The value of the non-bank financial intermediary multiplier (non-bank multiplier) depends on the percentage of reserves that NFIs hold on their liabilities and the proportion of their loans and investments that return as deposits in these institutions. The higher the reserve requirement ratio and the lower the yield, the lower the non-bank multiplier. The formal relationship between these variables and the non-bank multiplier is described in the notes. The non-bank multiplier values for different reserve and redemption ratios are shown in Table 1. In most countries, the likely values of the non-bank multiplier appear to be between 0.8 and 1.3. With a low reserve ratio and low yield – which is the most common situation – the value of the non-bank multiplier will be close to unity. This means that NFI can increase its loans and investments by an amount roughly equivalent to an increase in its deposit liabilities. Demand deposits are an important component of the money supply, and the expansion of demand deposits means the expansion of the money supply. The entire banking structure is based on credit. Credit basically means getting purchasing power now and promising to pay in the future.

Bank credit refers to bank loans and advances. Conversely, the Fed increases the reserve requirement to reduce the amount of funds banks must lend. The Fed uses this mechanism to reduce the money supply in the economy and control inflation by slowing the economy. Banks may face constraints on the amount of loans they can create, as they may have to choose which customers to lend to. The reason for this may be that banks do not want to lend to someone who is unable to repay or who has an increased risk of repayment.

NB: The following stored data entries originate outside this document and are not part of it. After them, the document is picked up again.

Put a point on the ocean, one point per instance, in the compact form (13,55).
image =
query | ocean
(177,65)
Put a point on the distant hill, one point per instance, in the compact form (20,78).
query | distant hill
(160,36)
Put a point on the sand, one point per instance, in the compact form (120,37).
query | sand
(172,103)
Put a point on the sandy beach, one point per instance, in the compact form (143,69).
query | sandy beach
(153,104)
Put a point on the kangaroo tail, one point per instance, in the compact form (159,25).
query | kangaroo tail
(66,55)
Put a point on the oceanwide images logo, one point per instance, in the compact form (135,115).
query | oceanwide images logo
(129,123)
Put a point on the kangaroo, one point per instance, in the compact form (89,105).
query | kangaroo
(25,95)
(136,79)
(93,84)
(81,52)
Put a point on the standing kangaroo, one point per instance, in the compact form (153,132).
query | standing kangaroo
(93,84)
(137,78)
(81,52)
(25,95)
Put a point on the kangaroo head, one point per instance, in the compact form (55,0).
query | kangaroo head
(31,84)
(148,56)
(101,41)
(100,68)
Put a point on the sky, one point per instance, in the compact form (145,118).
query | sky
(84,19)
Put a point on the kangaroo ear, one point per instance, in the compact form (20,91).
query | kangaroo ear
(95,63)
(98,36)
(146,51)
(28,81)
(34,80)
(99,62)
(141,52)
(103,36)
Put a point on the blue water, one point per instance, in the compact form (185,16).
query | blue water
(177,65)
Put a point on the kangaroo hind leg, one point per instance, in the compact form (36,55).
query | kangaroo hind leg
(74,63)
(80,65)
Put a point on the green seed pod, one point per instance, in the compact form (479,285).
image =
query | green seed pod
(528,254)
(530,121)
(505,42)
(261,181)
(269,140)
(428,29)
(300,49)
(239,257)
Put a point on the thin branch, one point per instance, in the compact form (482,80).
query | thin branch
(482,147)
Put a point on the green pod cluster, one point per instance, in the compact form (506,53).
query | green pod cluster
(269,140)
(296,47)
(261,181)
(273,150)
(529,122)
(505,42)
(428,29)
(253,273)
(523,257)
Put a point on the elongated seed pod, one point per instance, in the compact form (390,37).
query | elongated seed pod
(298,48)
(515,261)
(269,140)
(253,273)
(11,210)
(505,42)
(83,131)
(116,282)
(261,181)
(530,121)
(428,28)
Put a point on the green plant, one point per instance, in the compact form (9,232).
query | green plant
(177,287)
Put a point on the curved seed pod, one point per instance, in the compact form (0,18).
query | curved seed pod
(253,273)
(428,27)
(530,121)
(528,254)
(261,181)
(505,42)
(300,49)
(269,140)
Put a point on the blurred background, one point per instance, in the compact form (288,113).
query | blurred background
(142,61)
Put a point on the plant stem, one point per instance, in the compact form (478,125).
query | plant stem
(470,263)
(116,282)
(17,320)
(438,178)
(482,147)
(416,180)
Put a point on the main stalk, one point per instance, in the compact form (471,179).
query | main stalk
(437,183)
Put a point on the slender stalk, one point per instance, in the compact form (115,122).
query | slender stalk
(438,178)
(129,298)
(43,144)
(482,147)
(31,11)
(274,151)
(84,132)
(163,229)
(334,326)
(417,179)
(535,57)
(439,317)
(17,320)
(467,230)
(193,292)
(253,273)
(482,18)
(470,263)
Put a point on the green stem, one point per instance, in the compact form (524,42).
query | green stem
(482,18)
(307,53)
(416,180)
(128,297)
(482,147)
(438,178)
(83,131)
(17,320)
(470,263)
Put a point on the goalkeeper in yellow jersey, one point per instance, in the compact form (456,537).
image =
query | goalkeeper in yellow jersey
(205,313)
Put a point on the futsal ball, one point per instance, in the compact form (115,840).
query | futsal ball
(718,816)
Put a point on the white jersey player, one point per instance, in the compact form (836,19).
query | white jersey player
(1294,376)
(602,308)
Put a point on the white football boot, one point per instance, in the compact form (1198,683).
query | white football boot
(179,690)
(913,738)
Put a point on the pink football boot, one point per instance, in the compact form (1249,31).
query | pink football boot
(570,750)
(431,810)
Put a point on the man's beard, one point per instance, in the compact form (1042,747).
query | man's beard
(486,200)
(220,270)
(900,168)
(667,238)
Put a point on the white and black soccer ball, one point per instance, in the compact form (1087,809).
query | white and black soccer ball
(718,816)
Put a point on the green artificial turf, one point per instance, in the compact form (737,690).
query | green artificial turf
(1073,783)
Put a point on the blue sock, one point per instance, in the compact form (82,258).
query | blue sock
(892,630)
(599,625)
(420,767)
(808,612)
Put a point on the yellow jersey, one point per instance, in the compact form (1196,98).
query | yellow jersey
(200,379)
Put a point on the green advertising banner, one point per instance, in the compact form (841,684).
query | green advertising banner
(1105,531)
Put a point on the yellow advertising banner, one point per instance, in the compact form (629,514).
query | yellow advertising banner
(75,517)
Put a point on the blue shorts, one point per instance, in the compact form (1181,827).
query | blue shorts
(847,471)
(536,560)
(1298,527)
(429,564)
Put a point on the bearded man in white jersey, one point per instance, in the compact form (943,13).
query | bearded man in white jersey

This process takes until the first primary deposit of Rs. 1,000 and the initial additional reserves of Rs. 800 result in additional deposits or derivatives of Rs.

4,000 (800+640+512+…). V. It is now possible to calculate the net change in loans of financial intermediaries (z) resulting from a transfer of a deposit from a bank to an NFI (x`). All NFI reserves should be held in the form of demand deposits with the banking system. The switch from a bank deposit to an NFI deposit is represented by a positive number and the reverse movement by a negative number. The value of z depends on the reserve ratio of the NFI (r`), the banking system`s reserve requirement ratios to demand (rd) and term (rt) deposits and the percentage of deferred bank deposits that are term deposits (j). Replacing points (ii) and (v) with (i) gives the net change in financial intermediary lending caused by a transfer of deposits from banks to the NFI: this is a hypothetical example and not what happens in the real world. This is intended to explain the theoretical basis of credit creation. Suppose the bank is obliged to keep 20% of the deposits on its reserves in case customers want to withdraw their money.